Finerenone with Empagliflozin and CKD and Diabetes
The speaker discusses the CONFIDENCE trial, which examined the effects of finerenone, empagliflozin, and their combination on urinary albumin-to-creatinine ratio in patients with type 2 diabetes and CKD. The trial found that the combination therapy resulted in a 52% reduction in the ratio, compared to 32% with finerenone alone and 29% with empagliflozin alone. Despite these results, the speaker expresses skepticism, questioning whether the trial was primarily a marketing exercise for finerenone. He criticizes the use of a surrogate endpoint (urinary albumin-to-creatinine ratio) and the short duration of the trial (six months). The speaker also notes the highly selective patient population and the absence of a spironolactone or eplerenone arm for comparison. He concludes that the CONFIDENCE trial does not change clinical practice due to its limitations.
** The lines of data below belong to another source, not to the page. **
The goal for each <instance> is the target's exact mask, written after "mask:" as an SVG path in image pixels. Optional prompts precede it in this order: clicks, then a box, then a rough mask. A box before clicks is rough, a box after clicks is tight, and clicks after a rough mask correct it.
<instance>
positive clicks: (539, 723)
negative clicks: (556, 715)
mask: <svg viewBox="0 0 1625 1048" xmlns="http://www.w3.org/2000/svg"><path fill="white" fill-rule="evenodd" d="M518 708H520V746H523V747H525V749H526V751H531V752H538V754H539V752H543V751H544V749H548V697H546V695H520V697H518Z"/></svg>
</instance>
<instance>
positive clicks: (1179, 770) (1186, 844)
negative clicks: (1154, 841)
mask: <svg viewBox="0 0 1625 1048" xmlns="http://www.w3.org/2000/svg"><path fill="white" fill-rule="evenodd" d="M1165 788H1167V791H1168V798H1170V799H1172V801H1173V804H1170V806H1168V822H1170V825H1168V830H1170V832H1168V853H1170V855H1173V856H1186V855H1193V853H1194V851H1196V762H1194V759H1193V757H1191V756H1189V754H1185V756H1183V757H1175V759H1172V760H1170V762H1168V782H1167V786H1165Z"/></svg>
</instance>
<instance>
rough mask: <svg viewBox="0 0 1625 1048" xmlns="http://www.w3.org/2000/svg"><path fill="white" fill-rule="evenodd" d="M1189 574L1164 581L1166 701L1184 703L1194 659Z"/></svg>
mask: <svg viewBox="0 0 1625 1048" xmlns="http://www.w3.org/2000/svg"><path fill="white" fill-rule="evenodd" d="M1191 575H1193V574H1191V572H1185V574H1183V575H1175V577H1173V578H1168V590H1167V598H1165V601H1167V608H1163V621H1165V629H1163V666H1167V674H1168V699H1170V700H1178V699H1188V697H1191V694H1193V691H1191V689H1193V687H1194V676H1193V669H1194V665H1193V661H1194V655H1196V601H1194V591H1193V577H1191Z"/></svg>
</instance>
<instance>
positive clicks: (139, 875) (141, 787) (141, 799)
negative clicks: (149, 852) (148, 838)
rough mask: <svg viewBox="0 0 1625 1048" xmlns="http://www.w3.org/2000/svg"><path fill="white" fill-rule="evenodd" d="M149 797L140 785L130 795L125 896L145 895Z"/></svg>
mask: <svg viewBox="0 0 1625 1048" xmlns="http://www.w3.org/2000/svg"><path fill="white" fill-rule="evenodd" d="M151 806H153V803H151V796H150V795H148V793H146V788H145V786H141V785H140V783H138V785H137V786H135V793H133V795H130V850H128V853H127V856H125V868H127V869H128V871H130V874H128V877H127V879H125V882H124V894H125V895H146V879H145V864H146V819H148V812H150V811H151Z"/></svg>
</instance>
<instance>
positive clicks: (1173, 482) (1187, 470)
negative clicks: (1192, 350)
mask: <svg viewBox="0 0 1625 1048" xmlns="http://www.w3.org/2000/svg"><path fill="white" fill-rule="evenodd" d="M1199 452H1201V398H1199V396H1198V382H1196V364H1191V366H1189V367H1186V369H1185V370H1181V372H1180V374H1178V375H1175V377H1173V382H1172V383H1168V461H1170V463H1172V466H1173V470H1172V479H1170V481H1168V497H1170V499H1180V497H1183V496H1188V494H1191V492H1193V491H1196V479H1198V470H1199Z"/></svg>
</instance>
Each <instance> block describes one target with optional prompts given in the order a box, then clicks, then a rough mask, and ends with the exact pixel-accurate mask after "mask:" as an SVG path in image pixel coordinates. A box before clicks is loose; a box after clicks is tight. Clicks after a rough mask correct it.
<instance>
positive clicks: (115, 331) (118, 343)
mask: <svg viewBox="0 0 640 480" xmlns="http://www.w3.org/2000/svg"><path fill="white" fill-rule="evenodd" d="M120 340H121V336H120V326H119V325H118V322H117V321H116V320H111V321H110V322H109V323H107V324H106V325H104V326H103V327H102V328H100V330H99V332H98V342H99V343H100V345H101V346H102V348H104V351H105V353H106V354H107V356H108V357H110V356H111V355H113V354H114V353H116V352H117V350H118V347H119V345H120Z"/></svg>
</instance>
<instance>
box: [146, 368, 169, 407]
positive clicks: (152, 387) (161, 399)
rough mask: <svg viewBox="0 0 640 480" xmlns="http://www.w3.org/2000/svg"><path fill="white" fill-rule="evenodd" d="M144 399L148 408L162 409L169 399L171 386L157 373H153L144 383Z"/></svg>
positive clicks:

Recruiting for Important Trials
The speaker addresses the difficulty in recruiting patients for important clinical trials, highlighting three specific examples: the CRAFT-HF trial (surgical vs. catheter ablation in heart failure), a British trial using scar on CMR to determine ICD implantation in non-ischemic cardiomyopathy, and the PROVE-2 trial (replicating MADIT-2 in ischemic cardiomyopathy). He emphasizes the importance of these trials for advancing the field of electrophysiology and improving patient care. The speaker notes that the CRAFT-HF trial suffers from strict entry criteria, while the British trial has a brave protocol randomizing patients with non-ischemic cardiomyopathy and scar on CMR to either an ICD or no backup ICD. The PROVE-2 trial faces slow enrollment due to the decreasing number of patients with severe ischemic cardiomyopathy and reimbursement issues in Germany. The speaker urges his EP colleagues to support these trials to maintain the profession's stature and contribute to major evidence development.